Since the immunochromatographic assay utilizes the specificity of the antigen-antibody reaction to identify and detect antigens or antibodies; conventionally used immunochromatographic detection structures respectively spray a reaction line on a fiber membrane in a window. A quality control C line (control line), and the reaction T line and the quality control C line are sprayed with the same antibody, so that when the immunochromatographic detection of the sample is performed, the sample to be tested has been reacted first. When the line is absorbed, the sample to be flowed to the quality control C line with the same antibody as the reaction T line, often has a good reaction with the quality control C line due to insufficient reaction amount, and affects the correctness of the result interpretation; therefore, How to effectively overcome the problem of mutual interference between the reaction T line and the quality control C line, and then strengthen the accuracy of the quantitative detection of immunochromatography technology, is still a problem that researchers of medical equipment and other related academic units need to continuously overcome and solve.

Nowadays, the inventor is a tireless spirit in view of the fact that the reaction zone and the calibration zone of the above-mentioned conventional immunochromatography technology interfere with each other due to the use of the same antibody, and by virtue of its rich professional knowledge and many years of The practical experience assisted and improved, and the present invention was developed based on this.

The main object of the present invention is to provide a side-stream chromatography quantitative structural mechanism, in particular to an immunoreactive detection mechanism for simultaneously detecting two different antibodies for detecting a sample, mainly by a window of a lateral flow chromatography quantitative device.
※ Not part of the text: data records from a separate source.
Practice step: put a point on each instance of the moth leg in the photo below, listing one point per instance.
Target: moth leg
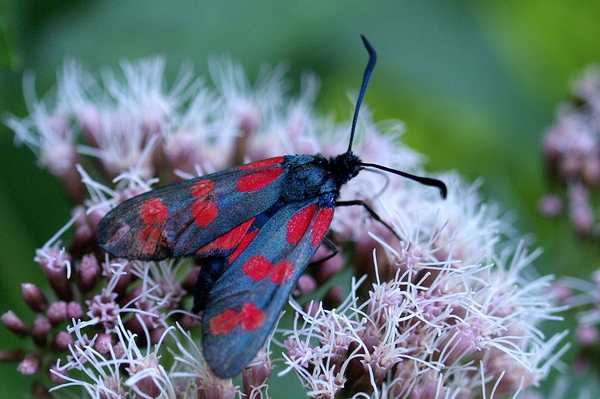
(332, 247)
(371, 212)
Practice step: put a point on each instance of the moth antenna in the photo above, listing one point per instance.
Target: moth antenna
(363, 88)
(428, 181)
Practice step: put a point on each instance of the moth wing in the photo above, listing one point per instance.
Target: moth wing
(181, 218)
(246, 301)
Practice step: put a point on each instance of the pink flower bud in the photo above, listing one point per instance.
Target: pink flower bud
(12, 323)
(54, 263)
(62, 341)
(74, 311)
(32, 364)
(40, 329)
(103, 343)
(57, 312)
(34, 297)
(88, 272)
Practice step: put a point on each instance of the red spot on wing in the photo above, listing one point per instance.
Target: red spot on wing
(257, 267)
(259, 179)
(154, 211)
(299, 223)
(263, 163)
(154, 214)
(282, 272)
(251, 317)
(228, 240)
(204, 209)
(224, 323)
(321, 225)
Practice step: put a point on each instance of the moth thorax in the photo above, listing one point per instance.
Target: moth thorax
(345, 167)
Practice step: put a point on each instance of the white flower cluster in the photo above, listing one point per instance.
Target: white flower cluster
(446, 313)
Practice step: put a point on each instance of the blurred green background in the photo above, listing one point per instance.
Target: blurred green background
(477, 83)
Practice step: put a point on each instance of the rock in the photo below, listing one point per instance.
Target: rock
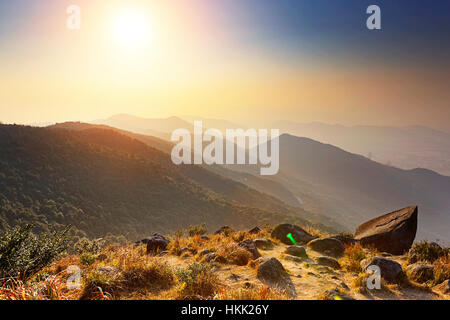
(328, 246)
(392, 233)
(250, 246)
(443, 288)
(271, 272)
(420, 273)
(292, 258)
(226, 230)
(163, 253)
(234, 277)
(335, 295)
(346, 240)
(157, 243)
(300, 236)
(255, 230)
(433, 252)
(142, 241)
(204, 252)
(212, 257)
(297, 251)
(264, 244)
(390, 270)
(329, 262)
(108, 270)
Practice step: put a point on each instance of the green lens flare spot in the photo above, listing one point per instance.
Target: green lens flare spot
(290, 237)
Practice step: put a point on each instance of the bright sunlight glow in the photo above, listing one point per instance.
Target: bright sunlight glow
(132, 29)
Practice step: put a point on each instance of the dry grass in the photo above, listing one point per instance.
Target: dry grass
(260, 293)
(441, 269)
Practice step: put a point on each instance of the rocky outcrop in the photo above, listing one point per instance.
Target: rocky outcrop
(346, 240)
(393, 232)
(297, 251)
(420, 272)
(390, 269)
(157, 243)
(255, 230)
(272, 273)
(224, 230)
(250, 246)
(328, 246)
(264, 244)
(443, 288)
(300, 236)
(329, 262)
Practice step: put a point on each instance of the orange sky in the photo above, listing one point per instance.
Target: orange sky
(192, 66)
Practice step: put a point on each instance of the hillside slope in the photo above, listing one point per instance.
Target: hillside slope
(353, 189)
(103, 182)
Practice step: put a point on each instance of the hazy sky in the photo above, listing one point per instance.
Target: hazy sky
(302, 60)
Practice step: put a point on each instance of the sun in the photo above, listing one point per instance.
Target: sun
(132, 29)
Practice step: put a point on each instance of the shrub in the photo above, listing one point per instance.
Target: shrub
(153, 273)
(197, 280)
(24, 254)
(353, 256)
(425, 251)
(84, 245)
(233, 254)
(197, 230)
(87, 259)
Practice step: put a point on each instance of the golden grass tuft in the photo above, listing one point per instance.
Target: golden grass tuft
(259, 293)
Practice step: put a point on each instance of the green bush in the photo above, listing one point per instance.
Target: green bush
(425, 251)
(84, 245)
(23, 254)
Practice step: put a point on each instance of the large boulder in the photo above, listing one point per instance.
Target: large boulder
(393, 232)
(157, 243)
(250, 246)
(272, 273)
(300, 236)
(328, 246)
(390, 269)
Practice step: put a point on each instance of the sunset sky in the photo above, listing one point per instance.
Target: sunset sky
(243, 60)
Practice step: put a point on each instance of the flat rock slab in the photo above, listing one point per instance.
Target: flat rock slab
(300, 236)
(393, 233)
(328, 246)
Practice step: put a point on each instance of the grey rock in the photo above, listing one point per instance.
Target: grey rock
(328, 246)
(393, 233)
(271, 272)
(390, 270)
(297, 251)
(329, 262)
(264, 244)
(157, 243)
(420, 272)
(250, 246)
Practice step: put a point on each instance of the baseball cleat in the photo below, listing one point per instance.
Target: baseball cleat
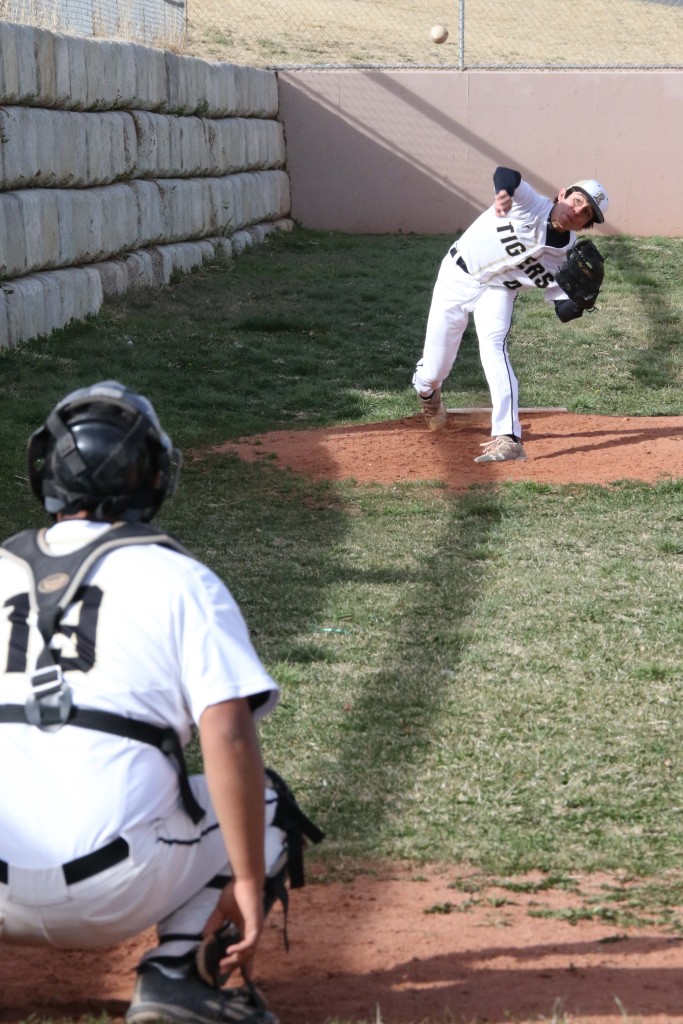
(434, 410)
(502, 450)
(187, 999)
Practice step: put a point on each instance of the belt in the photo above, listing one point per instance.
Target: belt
(460, 261)
(85, 867)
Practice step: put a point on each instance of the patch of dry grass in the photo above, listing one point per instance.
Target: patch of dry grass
(541, 33)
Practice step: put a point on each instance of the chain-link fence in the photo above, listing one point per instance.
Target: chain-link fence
(482, 34)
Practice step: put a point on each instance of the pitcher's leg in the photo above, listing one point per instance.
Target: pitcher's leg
(445, 326)
(493, 317)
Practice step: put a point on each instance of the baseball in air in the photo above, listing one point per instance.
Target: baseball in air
(438, 33)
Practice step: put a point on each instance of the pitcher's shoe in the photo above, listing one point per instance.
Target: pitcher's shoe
(187, 999)
(434, 410)
(502, 449)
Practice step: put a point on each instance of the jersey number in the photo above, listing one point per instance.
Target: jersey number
(77, 649)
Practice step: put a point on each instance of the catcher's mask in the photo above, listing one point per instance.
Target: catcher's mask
(595, 195)
(102, 451)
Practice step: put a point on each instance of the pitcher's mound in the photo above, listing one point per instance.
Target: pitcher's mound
(562, 448)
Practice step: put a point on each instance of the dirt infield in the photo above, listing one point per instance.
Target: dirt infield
(562, 449)
(409, 946)
(406, 946)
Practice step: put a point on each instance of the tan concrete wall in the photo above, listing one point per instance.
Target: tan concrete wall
(414, 151)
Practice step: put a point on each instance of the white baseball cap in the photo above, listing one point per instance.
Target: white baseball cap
(595, 195)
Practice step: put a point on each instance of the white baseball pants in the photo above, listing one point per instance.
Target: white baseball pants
(165, 881)
(457, 295)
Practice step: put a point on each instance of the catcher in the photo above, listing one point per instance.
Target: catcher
(524, 240)
(115, 643)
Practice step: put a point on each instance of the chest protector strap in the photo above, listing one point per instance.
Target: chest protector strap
(54, 583)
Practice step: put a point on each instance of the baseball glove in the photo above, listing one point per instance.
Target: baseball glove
(582, 273)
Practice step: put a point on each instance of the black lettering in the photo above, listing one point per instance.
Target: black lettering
(82, 635)
(18, 632)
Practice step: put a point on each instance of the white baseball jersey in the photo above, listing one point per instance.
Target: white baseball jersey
(153, 635)
(512, 251)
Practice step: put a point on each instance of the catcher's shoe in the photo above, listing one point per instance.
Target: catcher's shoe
(434, 410)
(187, 999)
(502, 450)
Spraying two different types of antibodies on the reaction zone and the calibration zone, and simultaneously absorbing the same sample for immunoreactivity detection, can effectively prevent the situation that the traditional antibody only interferes with each other, and achieves quantitative detection by immunochromatography Accuracy.

In order to achieve the above-mentioned implementation object, the present inventors propose a side-flow chromatography quantitative structural mechanism, which is mainly realized by a one-side flow chromatography quantitative device, and the lateral flow chromatography quantitative device has a long strip-shaped outer casing, and the outer casing is along The length of the window extends with a window for constructing a reaction zone and a correction zone, and the exterior of the window extends with a sample collection area for collecting the sample to be detected. The main technical feature is that the sample to be tested passes the test. The body collection area is dropped into the lateral flow chromatography quantitative device, and is sequentially reacted with a plurality of labeled reagents coated on the reaction zone and the correction zone by capillary flow to form a plurality of analyte complexes. Immunochromatographic quantitative detection, and the labeled reagent comprises a first labeled reagent sprayed on the reaction zone, and a second labeled reagent sprayed on the calibration zone, wherein the first labeled reagent and the first The two-band label reagent contains two antibodies that are completely different.
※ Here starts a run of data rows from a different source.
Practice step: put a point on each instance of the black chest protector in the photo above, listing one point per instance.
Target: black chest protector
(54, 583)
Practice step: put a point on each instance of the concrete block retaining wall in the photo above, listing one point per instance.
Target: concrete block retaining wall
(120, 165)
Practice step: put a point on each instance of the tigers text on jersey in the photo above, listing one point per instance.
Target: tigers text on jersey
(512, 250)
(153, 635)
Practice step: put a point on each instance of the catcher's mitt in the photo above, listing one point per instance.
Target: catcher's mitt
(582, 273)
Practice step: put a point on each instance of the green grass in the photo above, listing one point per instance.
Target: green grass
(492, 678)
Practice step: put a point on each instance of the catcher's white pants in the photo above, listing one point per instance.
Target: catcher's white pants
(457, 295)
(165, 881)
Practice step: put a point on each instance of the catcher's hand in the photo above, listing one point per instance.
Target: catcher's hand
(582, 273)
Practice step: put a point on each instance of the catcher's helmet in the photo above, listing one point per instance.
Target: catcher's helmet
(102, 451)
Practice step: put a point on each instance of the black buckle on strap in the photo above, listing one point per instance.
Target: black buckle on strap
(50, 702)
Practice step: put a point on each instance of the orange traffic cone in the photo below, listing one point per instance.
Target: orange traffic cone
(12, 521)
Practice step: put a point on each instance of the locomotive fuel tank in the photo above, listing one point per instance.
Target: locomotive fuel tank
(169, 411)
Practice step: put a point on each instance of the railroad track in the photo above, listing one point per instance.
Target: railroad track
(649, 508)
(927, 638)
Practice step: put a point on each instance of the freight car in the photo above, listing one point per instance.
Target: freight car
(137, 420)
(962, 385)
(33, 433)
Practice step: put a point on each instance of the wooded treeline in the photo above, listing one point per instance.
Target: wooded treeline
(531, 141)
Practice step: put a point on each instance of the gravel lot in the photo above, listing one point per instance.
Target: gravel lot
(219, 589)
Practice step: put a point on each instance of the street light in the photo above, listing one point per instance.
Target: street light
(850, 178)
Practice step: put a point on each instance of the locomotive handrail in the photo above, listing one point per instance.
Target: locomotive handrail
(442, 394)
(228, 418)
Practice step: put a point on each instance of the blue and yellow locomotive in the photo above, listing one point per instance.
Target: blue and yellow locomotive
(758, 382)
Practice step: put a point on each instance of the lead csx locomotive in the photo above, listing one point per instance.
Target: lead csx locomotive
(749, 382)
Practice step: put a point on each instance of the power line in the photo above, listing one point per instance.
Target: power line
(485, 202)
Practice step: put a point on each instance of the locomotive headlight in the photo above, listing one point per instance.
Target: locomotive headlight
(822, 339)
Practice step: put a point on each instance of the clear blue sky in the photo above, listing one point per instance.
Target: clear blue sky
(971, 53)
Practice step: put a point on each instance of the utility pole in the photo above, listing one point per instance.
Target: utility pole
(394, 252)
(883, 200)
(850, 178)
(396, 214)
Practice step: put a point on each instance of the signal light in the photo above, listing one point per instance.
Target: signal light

The lateral flow chromatography as described above quantifies the structural mechanism, wherein the label carried by the first labeling reagent is one of colloidal gold or latex particles and the like.

The lateral flow chromatography as described above quantifies the structural mechanism, wherein the species source of the first labeled reagent comprises one of mouse, sheep, goat, rabbit, duck or scorpion antibody.

The lateral flow chromatography as described above quantifies the structural mechanism, wherein the label carried by the second labeled reagent is one of colloidal gold or latex particles and the like.

The lateral flow chromatography as described above quantifies the structural mechanism, wherein the source of the second labeled reagent includes a mouse, a sheep, a goat, a rabbit, a duck or a donkey antibody, but is different from the first labeled reagent. The source of the species used.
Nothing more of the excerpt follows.